Ecological Labeling On Seafood Takes Offff

30 January 2008 United Kingdom

Although society loses out when fishermen deplete a fishery, or loggers take more timber than nature replaces, it happens all the time. This is partly because there is no immediate accounting for an action’s future effects. Overfishing provides cheap fish, but that price does not take into account the cost of fewer fish to future generations. On land, the broader societal costs of losing a forest (muddying watercourses, the loss of bio-diversity and contributions to climate change) do not fall directly on the landowner, and therefore will not be priced into his actions.

Devising policies to deal with these negative externalities is difficult, but increasingly, product labeling and branding are proving an effective means of bringing the environmental costs of a product’s production into its marketplace price.

Green labels have to do a number of things: achieve brand recognition, represent some meaningful level of environmental virtue, and attract producers and retailers to use them. Two green labels have proven particularly successful. One is the Forest Stewardship Council’s “FSC” label, which has had a big impact on the way that many major retailers source their wood: fully 10% of the world's harvestable forests are FSC certified.
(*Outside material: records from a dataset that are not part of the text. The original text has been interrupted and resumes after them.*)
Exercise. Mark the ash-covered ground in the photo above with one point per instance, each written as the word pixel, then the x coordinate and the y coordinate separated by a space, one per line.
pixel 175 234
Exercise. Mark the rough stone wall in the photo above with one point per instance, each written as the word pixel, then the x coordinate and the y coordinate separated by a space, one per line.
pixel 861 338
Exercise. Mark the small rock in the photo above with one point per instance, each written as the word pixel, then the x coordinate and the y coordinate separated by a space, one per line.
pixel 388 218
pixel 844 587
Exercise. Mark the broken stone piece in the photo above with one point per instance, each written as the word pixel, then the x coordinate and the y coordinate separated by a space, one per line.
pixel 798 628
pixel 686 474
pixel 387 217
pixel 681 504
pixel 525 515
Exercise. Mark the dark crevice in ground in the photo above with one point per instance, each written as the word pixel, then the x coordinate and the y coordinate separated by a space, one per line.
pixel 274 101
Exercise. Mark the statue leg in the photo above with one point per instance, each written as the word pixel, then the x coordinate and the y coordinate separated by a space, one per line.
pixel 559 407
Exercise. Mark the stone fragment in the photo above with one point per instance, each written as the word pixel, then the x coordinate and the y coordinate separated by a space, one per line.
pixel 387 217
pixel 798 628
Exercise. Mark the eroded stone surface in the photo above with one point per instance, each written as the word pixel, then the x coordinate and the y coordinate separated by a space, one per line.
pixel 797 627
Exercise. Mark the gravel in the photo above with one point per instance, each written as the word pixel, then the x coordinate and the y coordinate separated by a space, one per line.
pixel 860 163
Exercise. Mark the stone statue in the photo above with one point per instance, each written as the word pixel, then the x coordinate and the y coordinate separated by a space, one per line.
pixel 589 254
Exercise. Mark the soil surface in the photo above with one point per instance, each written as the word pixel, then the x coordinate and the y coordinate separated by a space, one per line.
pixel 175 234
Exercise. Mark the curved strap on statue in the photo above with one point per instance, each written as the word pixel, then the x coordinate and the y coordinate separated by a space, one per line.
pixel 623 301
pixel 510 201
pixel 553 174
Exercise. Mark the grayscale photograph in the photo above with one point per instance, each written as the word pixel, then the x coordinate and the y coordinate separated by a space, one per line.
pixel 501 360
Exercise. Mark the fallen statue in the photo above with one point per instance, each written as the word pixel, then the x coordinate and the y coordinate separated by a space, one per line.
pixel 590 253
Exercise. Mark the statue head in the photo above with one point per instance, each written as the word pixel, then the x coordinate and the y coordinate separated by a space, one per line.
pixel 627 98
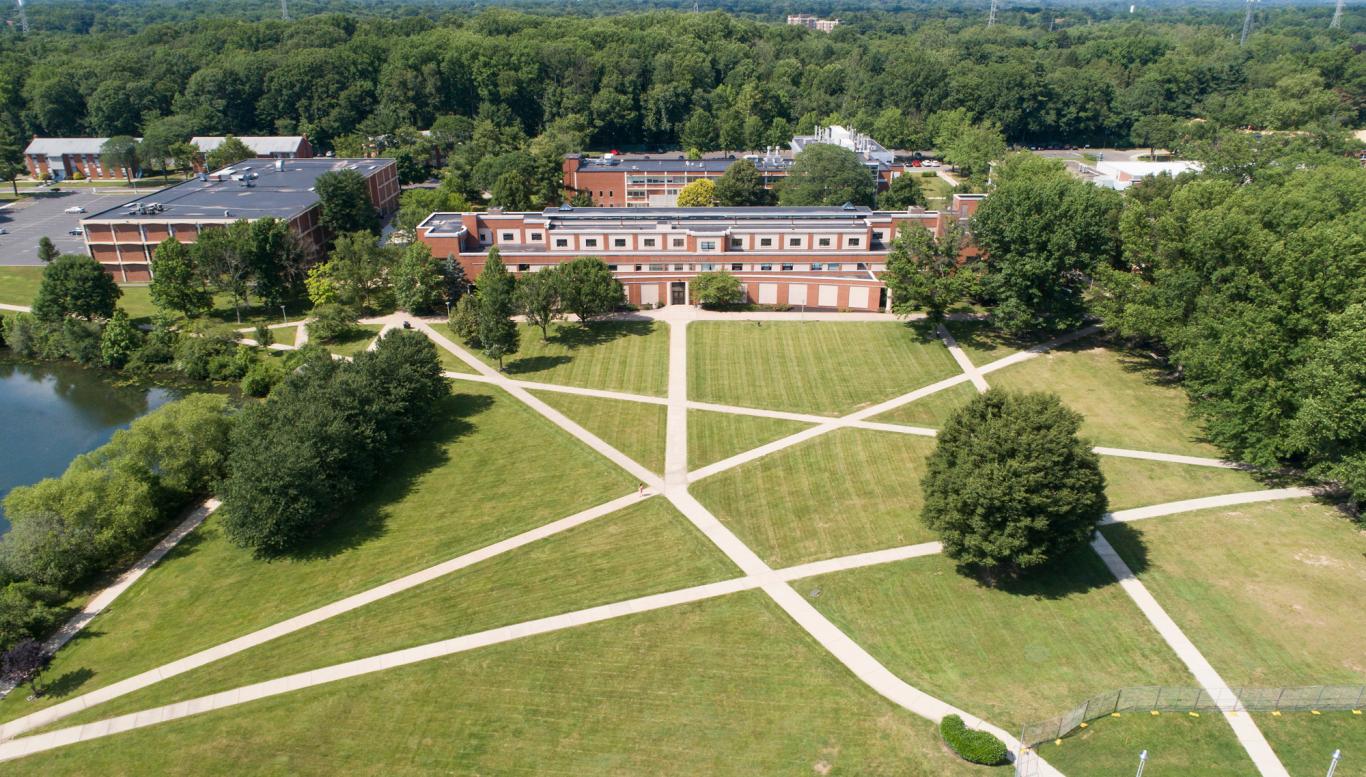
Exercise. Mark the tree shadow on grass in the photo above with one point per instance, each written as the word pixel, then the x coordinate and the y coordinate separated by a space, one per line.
pixel 1077 572
pixel 364 520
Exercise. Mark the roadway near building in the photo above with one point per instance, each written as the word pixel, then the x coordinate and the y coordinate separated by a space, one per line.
pixel 801 257
pixel 123 238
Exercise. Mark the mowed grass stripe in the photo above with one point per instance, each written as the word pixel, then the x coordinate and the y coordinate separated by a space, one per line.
pixel 846 492
pixel 645 549
pixel 724 687
pixel 486 470
pixel 813 366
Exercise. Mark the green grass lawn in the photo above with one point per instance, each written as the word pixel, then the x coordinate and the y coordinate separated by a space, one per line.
pixel 715 436
pixel 1124 399
pixel 633 428
pixel 618 355
pixel 1176 744
pixel 932 410
pixel 1016 654
pixel 489 469
pixel 644 549
pixel 355 342
pixel 844 492
pixel 982 342
pixel 726 687
pixel 1306 742
pixel 1138 482
pixel 1266 590
pixel 812 366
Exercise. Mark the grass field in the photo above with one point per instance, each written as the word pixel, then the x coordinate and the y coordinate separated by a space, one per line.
pixel 1176 744
pixel 644 549
pixel 354 343
pixel 1123 399
pixel 828 368
pixel 715 436
pixel 727 687
pixel 633 428
pixel 932 410
pixel 450 493
pixel 1015 654
pixel 618 355
pixel 1138 482
pixel 1265 590
pixel 1306 742
pixel 844 492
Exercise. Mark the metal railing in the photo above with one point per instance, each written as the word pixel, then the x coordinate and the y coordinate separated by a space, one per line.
pixel 1165 698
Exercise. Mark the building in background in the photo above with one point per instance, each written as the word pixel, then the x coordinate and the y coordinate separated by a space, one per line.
pixel 812 22
pixel 60 159
pixel 799 257
pixel 123 238
pixel 654 180
pixel 264 146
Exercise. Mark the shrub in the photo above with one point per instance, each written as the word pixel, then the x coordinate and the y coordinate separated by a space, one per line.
pixel 332 322
pixel 973 746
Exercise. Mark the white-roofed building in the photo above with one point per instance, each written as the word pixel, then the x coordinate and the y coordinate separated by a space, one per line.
pixel 63 157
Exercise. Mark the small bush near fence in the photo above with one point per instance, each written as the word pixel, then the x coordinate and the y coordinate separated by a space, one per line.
pixel 976 746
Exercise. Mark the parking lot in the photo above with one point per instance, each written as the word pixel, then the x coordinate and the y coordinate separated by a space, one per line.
pixel 32 217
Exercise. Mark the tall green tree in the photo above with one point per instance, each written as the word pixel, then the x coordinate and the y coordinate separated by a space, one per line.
pixel 1010 485
pixel 588 288
pixel 827 175
pixel 742 185
pixel 176 284
pixel 346 202
pixel 499 336
pixel 928 273
pixel 75 284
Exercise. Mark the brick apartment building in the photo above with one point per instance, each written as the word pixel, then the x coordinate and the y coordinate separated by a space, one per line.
pixel 123 238
pixel 63 157
pixel 656 180
pixel 801 257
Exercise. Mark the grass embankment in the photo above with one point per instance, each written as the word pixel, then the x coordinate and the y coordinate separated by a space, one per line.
pixel 825 368
pixel 488 470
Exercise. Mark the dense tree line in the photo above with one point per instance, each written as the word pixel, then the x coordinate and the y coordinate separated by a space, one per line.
pixel 502 79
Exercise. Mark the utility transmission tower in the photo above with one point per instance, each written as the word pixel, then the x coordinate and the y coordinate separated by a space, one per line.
pixel 1247 25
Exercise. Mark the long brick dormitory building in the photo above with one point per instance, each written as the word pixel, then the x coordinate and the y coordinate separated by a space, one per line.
pixel 801 257
pixel 123 238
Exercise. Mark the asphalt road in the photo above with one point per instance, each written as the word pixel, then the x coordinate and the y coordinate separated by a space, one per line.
pixel 32 217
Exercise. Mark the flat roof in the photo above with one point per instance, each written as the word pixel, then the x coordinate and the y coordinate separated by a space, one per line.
pixel 282 193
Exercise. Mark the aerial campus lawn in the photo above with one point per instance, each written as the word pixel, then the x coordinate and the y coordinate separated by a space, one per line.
pixel 1269 593
pixel 844 492
pixel 644 549
pixel 1124 399
pixel 488 470
pixel 812 366
pixel 633 428
pixel 618 355
pixel 716 436
pixel 719 687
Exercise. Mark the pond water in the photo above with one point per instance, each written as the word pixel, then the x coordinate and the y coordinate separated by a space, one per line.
pixel 52 413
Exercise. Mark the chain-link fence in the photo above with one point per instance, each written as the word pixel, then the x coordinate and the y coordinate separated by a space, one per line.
pixel 1195 699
The other is the newer Marine Stewardship Council’s “MSC” label.

The idea of a sustainable fish label all started in 1997, when Unilever, the world’s largest buyer of seafood, and the World Wide Fund for Nature formed the MSC—although it became independent shortly after this. Around the world, catches of commercially important whitefish have been in decline since the mid-1980s, and the company quite reasonably felt that its future fish-finger and cod-fillet businesses relied on a sustainable source of white fish. It said it wanted to source all its fish sustainably by the end of 2005.

Although Unilever only reached about three-quarters of its target before selling off most of its frozen-food business, the MSC has been going from strength to strength. Rupert Howes, the MSC’s chief executive, says that while it took seven years for the first 500 MSC-labeled products to appear, the next 500 took only another nine months.

Today there are 1,123 products with an MSC label around the world. Although consumer recognition remains low today, many wholesale buyers recognize the label, and demand for sustainably sourced fish is growing fast. A big advertising firm has agreed to do pro-bono work to raise public awareness of the logo.

Seven percent of the world’s edible wild-caught fish is now MSC-certified. Although that may sound negligible, it encompasses some important fisheries, and the figure is likely to grow. For some fish, the label is already very important. Forty-two percent of the world’s wild salmon fisheries are going through, or have passed, MSC certification. In 2005 the Alaskan pollock fishery, the biggest whitefish fishery in the world, which lands 1-1.5m tons a year, was certified.

Getting certified as a sustainable producer involves a lot of work and expense, as a third-party accreditation is used for both MSC and FSC labels. This expense is sometimes borne by governments, sometimes green groups and sometimes the producers themselves. Fisheries may volunteer for certification because they find sustainable fish command a premium: 10% for the Hastings Dover sole fishery, and 3% for Pacific cod fisheries.

And the MSC label could be in for a boom. With new commitments to MSC from Sainsbury’s, Tesco and now Wal-Mart (which wants to stock only MSC-certified seafood within five years), the future looks a lot brighter and means the incentives for sustainable fishing will only improve. The risk is the growing number of other labels—such as “organic” and “naturally raised”—which confuse customers and allow suppliers to dilute standards to keep costs down. Product labels have been proliferating to such an extent that a website, greenerchoices.org, publishes an online guide to them.

Labels are not the solution to every negative environmental externality. The more of them there are, the greater risk of consumer confusion. But, in the absence of firm governance, good labels do provide an incentive for change.